What of Britain in all this? Sooner or later, Britain has to relate to the euro. Financially, it might be possible to remain inside Europe but outside the euro. In the near future your European partners would still bend over backwards to help.

But if you wait and see until it is a ‘sure thing’, you might well find them less inclined to make your euro entry path smooth… Is this insularity politically viable? That is the question.

People say, if you held a referendum tomorrow, there would be no majority for entering the euro. (There would never have been a majority in favour in a German referendum. It’s handy that the German constitution, thanks to our particular plebiscitory history, has forbidden the use of referenda since 1945. Although that is about to change.)

However, nobody is well served by being exposed to a referendum on such an issue. People need practical experience of this emerging Europe before they can decide. And such issues as the nature of the European Central Bank, or a common taxation system, are extremely complicated.

There will be tests on the road toward a European foreign policy. One key test looming – if the United States goes in to Iraq without UN support, it’s very hard to conceive that France or Germany will stand behind the action. Where will Britain stand?

I don’t think Europe should leave it to Colin Powell to do all the talking in and with the U.S. administration. And as we have just seen in the Schröder/Blair proposals for streamlining the process of decision making in Europe, Britain is not just standing by when it comes to Europe. Hopefully, together we could develop an alternative to military action: step up the pressure on Saddam and press hard for a settlement in Israel/Palestine.

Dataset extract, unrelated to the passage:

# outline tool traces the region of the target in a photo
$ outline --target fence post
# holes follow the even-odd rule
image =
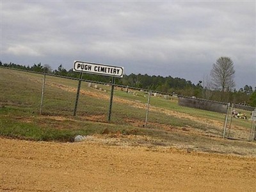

We Europeans should always keep in mind that it all starts at home. What is at issue is not so much power politics as the opportunity to offer a healthy political perspective. ‘Our’ model of integration, prosperity and social justice is a key factor when we talk about peace making and stabilisation in other areas of our continent, and the world. In Central Asia, in the Middle East or in the WTO – that’s what Europeans have seriously to advertise and work for.